When discussing the infrastructural challenges faced by the local industry, Kirby said that one of the most important was the introduction of cleaner fuels, which will permit the importation of cleaner burning and more fuel-efficient engines. Most African countries still permit fuels to be sold which only meet requirements for Euro 2 or 3, at a time when many countries in Europe already require engines to meet Euro 5 or 6 standards.

Paved roads are another aspect of infrastructure that requires urgent attention when growing the vehicle market in SA, according to Kirby. He explained that only 21% of roads in SA are paved, amounting to 154 000 km with a further 140 000 km of roads in the planning stage but few new roads being built.

He added that ports and the rail network are other infrastructural aspects requiring attention if the SA motor industry is to become globally competitive and producing a million or more vehicles a year.

Kirby was also adamant about the need for making the motor industry far more inclusive through empowerment and training initiatives in both down- and up-stream operations.

"Despite the many challenges we face, there is an air of optimism among all members of the South African motor industry regarding the aspirational vision of the upcoming Automotive Masterplan as the path to the future," concluded the NAAMSA chairman.

Many impressive statistics came out of the presentation by Econometrix's Jeffrey Dinham on the economic and socio-economic impact of the SA automotive industry. For instance, he extrapolated the industry's contribution to GDP as 7.7% with direct and indirect impact (R277-billion) amounting to 7.1% and the extra 0.6% coming from the induced impact of motor industry employees' spend, underlining the importance of the automotive sector to the overall economy.

Dinham added that the motor industry was the third biggest spender in SA after government and construction, while direct and indirect employment was estimated at 468 000 people.

He said that the automotive industry is currently the fifth largest exporting sector in SA with exports valued at R271-billion, which equates to a 16.2% share. The value of built-up vehicles exported amounted to R118-billion in 2017, while catalytic converters continue to make a big contribution to the total automotive exports as they account for 10% of global demand.
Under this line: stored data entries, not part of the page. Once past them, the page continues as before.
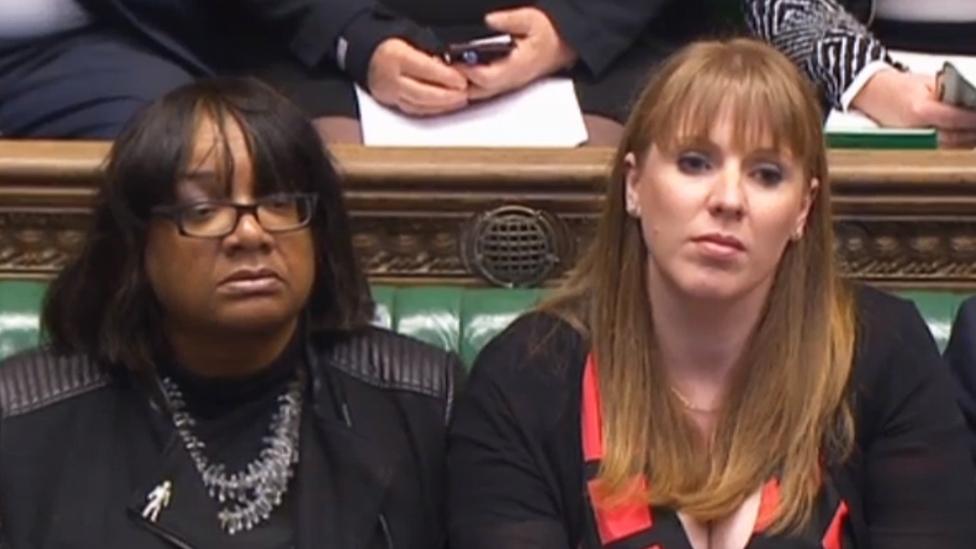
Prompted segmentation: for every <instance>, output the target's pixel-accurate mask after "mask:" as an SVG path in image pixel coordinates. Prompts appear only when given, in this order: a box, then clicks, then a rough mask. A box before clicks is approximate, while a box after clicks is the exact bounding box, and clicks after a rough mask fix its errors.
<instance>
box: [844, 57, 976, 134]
mask: <svg viewBox="0 0 976 549" xmlns="http://www.w3.org/2000/svg"><path fill="white" fill-rule="evenodd" d="M851 106H852V107H854V108H856V109H858V110H860V111H862V112H864V113H865V114H867V115H868V116H870V117H871V118H873V119H874V120H875V121H876V122H878V123H879V124H881V125H882V126H888V127H895V128H936V129H938V130H939V144H940V145H941V146H943V147H973V146H976V111H971V110H968V109H962V108H959V107H954V106H952V105H947V104H945V103H942V102H941V101H939V99H938V97H937V96H936V84H935V77H933V76H927V75H922V74H916V73H906V72H901V71H897V70H895V69H885V70H882V71H879V72H878V73H877V74H875V75H874V76H872V77H871V79H870V80H868V82H867V84H865V85H864V87H863V88H861V91H860V92H859V93H858V94H857V95H856V96H855V97H854V100H853V101H852V102H851Z"/></svg>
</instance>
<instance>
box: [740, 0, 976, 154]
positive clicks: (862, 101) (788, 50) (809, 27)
mask: <svg viewBox="0 0 976 549" xmlns="http://www.w3.org/2000/svg"><path fill="white" fill-rule="evenodd" d="M743 5H744V9H745V12H746V19H747V21H748V24H749V26H750V27H751V29H752V31H753V32H754V33H755V34H756V35H757V36H760V37H762V38H763V39H764V40H767V41H769V42H771V43H772V44H773V45H775V46H776V47H777V48H779V49H780V50H781V51H782V52H783V53H785V54H786V55H787V56H789V57H790V58H791V59H792V60H793V61H794V62H795V63H797V64H798V65H799V66H800V67H802V68H803V70H804V71H805V72H806V73H807V75H808V76H809V77H810V78H812V79H813V80H814V82H816V83H817V84H818V85H819V86H820V87H821V88H822V90H823V93H824V99H825V101H826V103H828V104H829V105H830V106H831V107H833V108H836V109H840V110H847V109H849V108H856V109H858V110H860V111H862V112H864V113H865V114H867V115H868V116H870V117H871V118H872V119H874V120H875V121H877V122H878V123H879V124H881V125H882V126H891V127H908V128H913V127H934V128H937V129H938V130H939V141H940V143H941V144H942V145H944V146H950V147H953V146H956V147H960V146H973V145H976V112H973V111H969V110H966V109H962V108H958V107H953V106H950V105H946V104H943V103H941V102H940V101H939V100H938V96H937V93H936V82H935V78H934V77H933V76H932V75H925V74H917V73H913V72H910V71H908V70H907V69H906V68H905V67H903V66H901V65H899V64H898V63H896V62H895V61H894V60H892V58H891V56H890V55H889V53H888V52H889V48H890V49H897V50H909V51H918V52H930V53H943V54H968V55H972V54H976V40H973V36H974V35H976V2H972V1H970V0H925V1H924V2H922V1H918V0H799V1H797V0H744V2H743Z"/></svg>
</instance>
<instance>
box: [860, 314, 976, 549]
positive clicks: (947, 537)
mask: <svg viewBox="0 0 976 549" xmlns="http://www.w3.org/2000/svg"><path fill="white" fill-rule="evenodd" d="M887 299H888V300H889V303H888V304H885V306H884V307H882V308H880V309H876V310H875V311H874V312H873V313H869V315H870V316H871V317H873V318H869V320H870V321H871V322H870V323H869V324H868V326H867V330H868V331H869V332H872V331H873V335H872V334H871V333H869V334H868V335H867V337H868V339H869V341H872V342H873V343H871V345H870V349H869V351H868V352H867V353H865V354H867V355H871V356H869V357H867V358H866V363H863V364H859V365H858V368H859V369H861V367H862V366H863V367H864V368H863V369H862V370H861V372H860V373H861V374H862V376H861V377H860V379H859V381H860V382H861V385H862V387H861V388H860V389H861V390H860V393H859V396H860V406H861V414H860V416H861V418H862V420H863V421H862V422H861V423H860V424H859V427H858V428H859V429H863V431H862V433H861V434H860V439H861V445H862V446H861V450H862V451H863V459H864V466H865V485H864V494H863V497H864V506H865V514H866V519H867V523H868V529H869V531H870V538H871V539H870V544H869V545H870V546H871V547H873V548H875V549H914V548H917V547H938V548H940V549H950V548H951V549H966V548H972V547H973V545H972V544H973V539H976V537H974V536H976V473H974V469H973V463H972V461H971V460H970V458H969V455H968V452H967V449H966V440H965V432H964V426H963V421H962V418H961V417H960V413H959V409H958V407H957V406H956V402H955V399H954V394H953V388H952V382H951V380H950V378H949V374H948V372H947V371H946V368H945V365H944V364H943V362H942V361H941V360H940V357H939V354H938V350H937V349H936V347H935V342H934V341H933V340H932V337H931V335H930V333H929V332H928V329H927V327H926V325H925V322H924V321H923V320H922V318H921V316H920V315H919V314H918V312H917V310H916V309H915V308H914V307H913V306H912V305H911V304H910V303H905V302H902V301H900V300H898V302H897V303H892V302H894V301H895V300H894V299H893V298H890V297H889V298H887ZM872 328H873V330H872ZM855 379H858V378H857V377H856V378H855Z"/></svg>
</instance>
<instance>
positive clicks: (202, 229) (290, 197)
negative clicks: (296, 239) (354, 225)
mask: <svg viewBox="0 0 976 549" xmlns="http://www.w3.org/2000/svg"><path fill="white" fill-rule="evenodd" d="M317 198H318V196H317V195H314V194H310V193H279V194H272V195H268V196H262V197H261V198H258V199H257V200H255V201H254V203H253V204H238V203H236V202H231V201H229V200H205V201H201V202H193V203H191V204H177V205H173V206H156V207H154V208H153V209H152V213H153V214H155V215H159V216H162V217H166V218H169V219H171V220H173V223H176V227H177V228H178V229H179V231H180V234H181V235H183V236H191V237H195V238H223V237H225V236H227V235H229V234H230V233H232V232H234V231H235V230H237V224H238V223H240V221H241V216H242V215H244V214H246V213H249V214H251V215H253V216H254V218H255V219H256V220H257V222H258V224H259V225H261V228H262V229H264V230H265V231H267V232H269V233H286V232H289V231H297V230H298V229H301V228H303V227H306V226H308V224H309V222H310V221H312V216H313V215H314V214H315V202H316V199H317Z"/></svg>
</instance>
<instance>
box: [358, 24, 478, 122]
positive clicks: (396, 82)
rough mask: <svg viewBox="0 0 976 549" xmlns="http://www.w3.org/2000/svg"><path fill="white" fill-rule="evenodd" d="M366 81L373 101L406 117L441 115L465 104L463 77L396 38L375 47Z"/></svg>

The economist also revealed that the automotive industry makes a significant contribution to corporate social investment in South Africa, with the seven OEMs spending 2.4-billion on CSI projects over the past three years.

The importance of growing automotive export markets into Africa and building up the continent's motor industry was reinforced by Mike Whitfield, the vice-chairman of the African Association of Automotive Manufacturers (AAAM) and managing director of Nissan SA, as well as in presentations by experts on the subject by Dr Alec Erwin, and Dr Martyn Davies.

After leaving government, Erwin has taken on a number of other tasks, including being a member of the Nigerian Presidential Investment Advisory Council and a Special Advisor to the United National Industrial Development Organisation. This wide-ranging experience made him very well qualified to talk on the subject of "Africa in 2018—the outlook and impact on the automotive sector."

Davies is another person well-schooled in the needs and potential of Africa for the automotive industry, in his position as a Partner and Managing Director of Emerging Markets and Africa at Deloitte. He is currently working closely with the AAAM and returned recently from another fact-finding visit to Nigeria.

The overall message from the NAAMSA Automotive Conference is that the South African motor industry is on the cusp of another growth spurt at a time when the global automotive environment is undergoing its biggest upheaval in more than 100 years.